All the armor pieces to this point have been for the defense of the body. The last part of the armor mentioned in this passage is not defensive, but offensive. Roman soldiers carried several weapons (sword, dagger and two pila or javelins). Soldiers normally threw the javelins from a distance. The sword and dagger were used for hand-to-hand combat. God grants only one offensive weapon to the Christian soldier. That weapon is the sword; the Roman soldier used it to cut and thrust his enemy. Paul tells the Christian his only offensive weapon is the sword – God’s Word. Hebrews 4:12 describes the Sword of the Word as “quick and powerful” with the ability to divide “asunder of soul and spirit, and of the joints and marrow.” The soldier’s sword could also be used to block a blow from an enemy, making this weapon both offensive and defensive. Second Timothy 3:16-17 tell us exactly what God’s Word is useful for; it is everything we need to teach others how to obey and worship God, how to correct ourselves and others, and how to encourage each other. God’s Word can be used to defend against Satan and attack him (Matthew 4:4, 7, 10). Notice God assigned the Christian soldier a weapon used for close combat, not one used at a distance. For our battles, we need to keep the Sword of the Word close to us; we can’t use it unless we practice with it (2 Timothy 2:15). One other item to note about the armor is that very little of it covered the back of the soldier! A successful soldier never turns his back on the battle.
“Praying always with all prayer and supplication in the Spirit, and watching thereunto with all perseverance and supplication for all saints” (18). The successful Christian soldier, like Paul, will fortify his armor with consistent, persistent prayer for himself and other Christians.
“And for me, that utterance may be given unto me, that I may open my mouth boldly, to make known the mystery of the gospel” (19). Paul asked the Ephesian Christians to pray that he would be bold in proclaiming the Gospel to the lost.
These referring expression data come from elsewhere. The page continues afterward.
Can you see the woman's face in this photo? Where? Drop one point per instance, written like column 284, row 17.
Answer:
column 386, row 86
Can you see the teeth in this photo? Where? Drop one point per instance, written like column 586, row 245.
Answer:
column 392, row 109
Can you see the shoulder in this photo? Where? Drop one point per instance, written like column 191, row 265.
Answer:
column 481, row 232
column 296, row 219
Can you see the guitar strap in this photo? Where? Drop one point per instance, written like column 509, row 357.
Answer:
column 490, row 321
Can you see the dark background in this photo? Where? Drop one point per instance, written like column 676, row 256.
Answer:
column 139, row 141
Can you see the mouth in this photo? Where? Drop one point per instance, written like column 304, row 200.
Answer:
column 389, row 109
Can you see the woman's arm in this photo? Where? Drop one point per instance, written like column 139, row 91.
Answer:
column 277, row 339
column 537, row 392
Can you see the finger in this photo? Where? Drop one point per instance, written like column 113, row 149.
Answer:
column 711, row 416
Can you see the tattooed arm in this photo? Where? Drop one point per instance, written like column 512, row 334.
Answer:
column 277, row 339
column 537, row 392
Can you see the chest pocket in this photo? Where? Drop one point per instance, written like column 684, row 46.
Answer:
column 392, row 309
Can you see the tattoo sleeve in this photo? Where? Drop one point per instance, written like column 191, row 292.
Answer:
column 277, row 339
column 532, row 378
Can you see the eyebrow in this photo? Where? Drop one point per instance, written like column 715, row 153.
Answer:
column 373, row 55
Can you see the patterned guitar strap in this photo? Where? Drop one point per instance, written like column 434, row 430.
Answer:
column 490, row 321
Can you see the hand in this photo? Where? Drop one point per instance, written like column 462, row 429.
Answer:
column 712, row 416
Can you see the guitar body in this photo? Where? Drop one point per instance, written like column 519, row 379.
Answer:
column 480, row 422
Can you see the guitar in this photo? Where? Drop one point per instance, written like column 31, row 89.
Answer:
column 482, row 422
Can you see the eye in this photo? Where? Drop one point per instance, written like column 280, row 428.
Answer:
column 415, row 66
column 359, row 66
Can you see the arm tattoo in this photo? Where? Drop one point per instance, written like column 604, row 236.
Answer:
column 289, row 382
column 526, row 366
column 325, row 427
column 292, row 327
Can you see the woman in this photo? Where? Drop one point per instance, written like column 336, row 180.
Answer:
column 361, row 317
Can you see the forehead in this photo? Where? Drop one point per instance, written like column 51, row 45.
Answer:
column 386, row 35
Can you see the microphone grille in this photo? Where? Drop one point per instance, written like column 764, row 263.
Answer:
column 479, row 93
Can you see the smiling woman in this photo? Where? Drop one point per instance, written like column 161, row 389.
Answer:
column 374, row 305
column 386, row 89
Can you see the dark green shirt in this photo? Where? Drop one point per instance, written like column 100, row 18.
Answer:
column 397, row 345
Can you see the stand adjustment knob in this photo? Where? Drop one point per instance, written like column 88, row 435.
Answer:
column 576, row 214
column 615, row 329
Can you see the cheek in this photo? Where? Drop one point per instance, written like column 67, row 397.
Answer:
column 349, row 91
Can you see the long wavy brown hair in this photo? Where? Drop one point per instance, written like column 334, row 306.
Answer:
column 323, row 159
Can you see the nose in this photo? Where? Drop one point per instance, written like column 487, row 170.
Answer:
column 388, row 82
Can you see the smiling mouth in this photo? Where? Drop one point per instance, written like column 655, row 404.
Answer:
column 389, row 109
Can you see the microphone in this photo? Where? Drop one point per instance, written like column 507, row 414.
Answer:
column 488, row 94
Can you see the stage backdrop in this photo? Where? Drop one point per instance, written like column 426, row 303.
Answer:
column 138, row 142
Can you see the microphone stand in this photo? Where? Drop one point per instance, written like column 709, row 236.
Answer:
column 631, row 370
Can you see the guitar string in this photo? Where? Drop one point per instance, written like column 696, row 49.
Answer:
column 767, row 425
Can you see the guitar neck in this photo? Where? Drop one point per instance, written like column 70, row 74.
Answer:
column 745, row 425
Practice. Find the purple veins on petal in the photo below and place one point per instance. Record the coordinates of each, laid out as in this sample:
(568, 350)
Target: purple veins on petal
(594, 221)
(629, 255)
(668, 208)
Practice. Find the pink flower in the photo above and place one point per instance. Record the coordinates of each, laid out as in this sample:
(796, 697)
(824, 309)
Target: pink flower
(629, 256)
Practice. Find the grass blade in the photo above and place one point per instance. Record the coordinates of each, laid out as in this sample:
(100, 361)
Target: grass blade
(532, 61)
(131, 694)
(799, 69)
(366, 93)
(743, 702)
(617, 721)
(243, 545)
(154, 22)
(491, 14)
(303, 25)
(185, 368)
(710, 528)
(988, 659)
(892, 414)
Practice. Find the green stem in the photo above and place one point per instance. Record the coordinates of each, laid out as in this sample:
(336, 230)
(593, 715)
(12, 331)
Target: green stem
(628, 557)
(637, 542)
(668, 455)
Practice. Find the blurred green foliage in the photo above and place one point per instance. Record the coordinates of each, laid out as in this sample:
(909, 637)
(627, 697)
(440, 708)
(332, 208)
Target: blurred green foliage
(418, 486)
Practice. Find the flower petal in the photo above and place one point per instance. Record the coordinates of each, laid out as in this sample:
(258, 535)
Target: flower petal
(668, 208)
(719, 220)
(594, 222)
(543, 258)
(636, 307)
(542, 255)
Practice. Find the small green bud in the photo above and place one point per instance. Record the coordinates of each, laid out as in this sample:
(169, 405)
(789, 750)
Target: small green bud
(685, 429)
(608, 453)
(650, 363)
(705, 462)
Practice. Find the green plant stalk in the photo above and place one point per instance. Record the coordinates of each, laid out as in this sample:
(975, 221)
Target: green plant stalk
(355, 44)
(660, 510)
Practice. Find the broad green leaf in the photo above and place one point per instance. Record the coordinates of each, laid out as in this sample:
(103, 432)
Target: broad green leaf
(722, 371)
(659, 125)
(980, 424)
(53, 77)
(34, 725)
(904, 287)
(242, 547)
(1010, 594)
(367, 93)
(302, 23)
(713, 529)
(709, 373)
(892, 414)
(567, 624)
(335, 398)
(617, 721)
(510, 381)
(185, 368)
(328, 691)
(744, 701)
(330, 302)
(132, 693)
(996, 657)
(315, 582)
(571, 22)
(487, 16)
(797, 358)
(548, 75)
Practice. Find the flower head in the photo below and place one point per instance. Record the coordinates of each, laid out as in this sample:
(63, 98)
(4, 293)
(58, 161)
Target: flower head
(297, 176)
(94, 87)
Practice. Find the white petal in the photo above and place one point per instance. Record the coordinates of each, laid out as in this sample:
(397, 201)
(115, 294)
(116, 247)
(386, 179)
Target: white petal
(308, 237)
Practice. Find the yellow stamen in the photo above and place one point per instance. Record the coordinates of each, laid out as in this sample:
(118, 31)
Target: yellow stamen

“For which I am an ambassador in bonds: that therein I may speak boldly, as I ought to speak” (20). Paul wrote this letter to the Christians at Ephesus while he was a prisoner of the Roman government. He was an ambassador for Christ, but sat chained to a guard. Even as a Roman prisoner, Paul (under house arrest) willingly proclaimed the Gospel message every opportunity he had (Acts 28:30-31; Philippians 1:12-13, 4:22).